A novel antimony-doped tin oxide nanoparticles electrode (Ti/ATONPs) was fabricated by screen printing method, which was applied in wastewater treatment area for the first time. In contrast with traditional Ti/SnO2-Sb electrode prepared by electrodeposition, Ti/ATONPs electrode possessed smaller grains and crystallite size, remarkable porous structure with 39.9m2g−1 surface area and 3.0nm average pore size as seen by Scanning electron microscopy (SEM), X-ray diffraction (XRD) Brunauer-Emmett-Teller (BET).
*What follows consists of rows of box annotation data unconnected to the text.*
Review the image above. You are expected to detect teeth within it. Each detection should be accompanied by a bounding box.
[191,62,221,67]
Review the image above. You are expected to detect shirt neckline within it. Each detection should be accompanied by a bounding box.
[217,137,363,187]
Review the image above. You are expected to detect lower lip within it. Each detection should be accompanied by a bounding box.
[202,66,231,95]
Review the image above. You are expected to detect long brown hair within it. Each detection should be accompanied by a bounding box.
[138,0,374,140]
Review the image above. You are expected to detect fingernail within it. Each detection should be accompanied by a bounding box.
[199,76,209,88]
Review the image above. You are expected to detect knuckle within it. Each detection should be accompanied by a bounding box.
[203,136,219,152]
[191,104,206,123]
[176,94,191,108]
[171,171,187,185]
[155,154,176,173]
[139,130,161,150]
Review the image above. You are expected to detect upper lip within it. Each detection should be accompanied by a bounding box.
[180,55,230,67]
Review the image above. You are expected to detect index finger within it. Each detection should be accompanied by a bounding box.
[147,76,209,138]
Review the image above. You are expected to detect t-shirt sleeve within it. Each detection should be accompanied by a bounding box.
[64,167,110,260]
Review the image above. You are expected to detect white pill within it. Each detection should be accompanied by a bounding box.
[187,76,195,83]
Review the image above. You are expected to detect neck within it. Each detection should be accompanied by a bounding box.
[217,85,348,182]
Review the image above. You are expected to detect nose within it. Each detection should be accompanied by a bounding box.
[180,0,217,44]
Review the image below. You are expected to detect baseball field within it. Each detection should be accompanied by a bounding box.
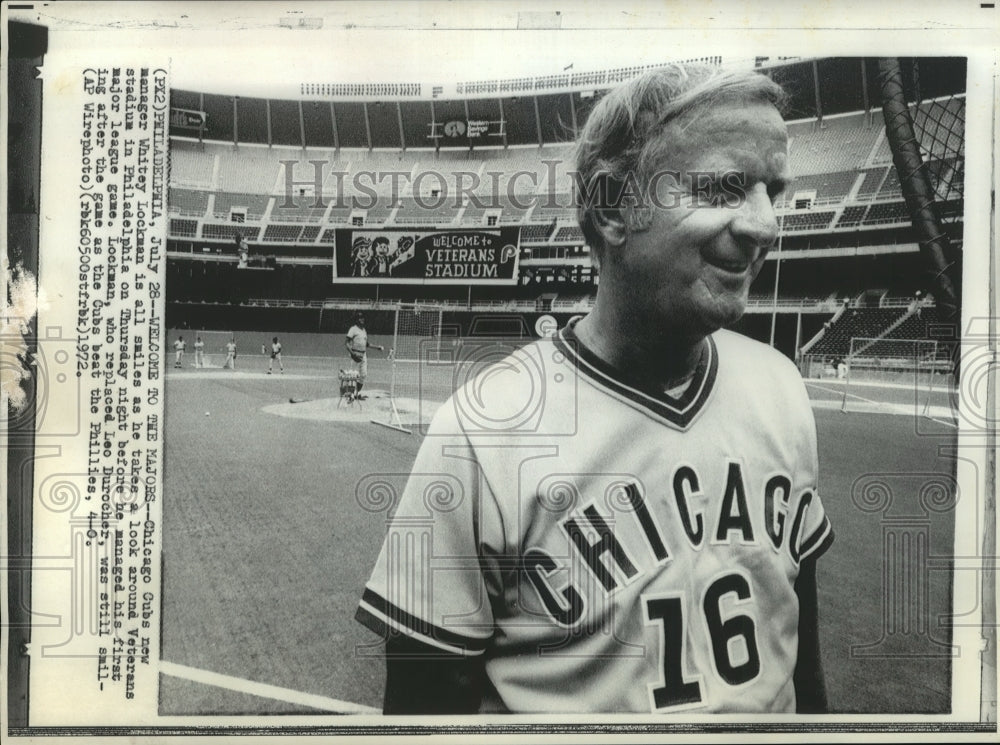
[160,331,956,715]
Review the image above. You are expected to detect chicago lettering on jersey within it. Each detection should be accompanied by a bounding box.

Electrochemical measurements including linear sweep voltammetry (LSV), cyclic voltammetry (CV), electrochemical impedance spectroscopy (EIS) and chronocoulometry (CC) were employed to investigate the electrochemical activity, compared with Ti/SnO2-Sb, Ti/ATONPs owned a higher oxygen evolution potential (2.18V versus 2.08V), a lower charge transfer resistance (0.47Ω versus 13.24Ω), a larger electrochemically effective surface area (38.97cm2cm−2 versus 3.03cm2cm−2) and the voltammetric charge analysis indicated that Ti/ATONPs could create more reaction active sites to enhance the electrocatalytic efficiency. To further explore the electrocatalytic oxidation performance, AR 73 was used as target pollutant to monitor the concentration changes with time through UV/vis spectroscopy, the removal of AR 73 degradation and corresponding kinetic constant of Ti/ATONPs electrode was 83.9%, 0.62h−1 while that of Ti/SnO2-Sb was 65.8%, 0.40h−1 respectively. These results show that Ti/ATONPs electrode prepared by screen printing method may become a promising electrode in treating wastewater.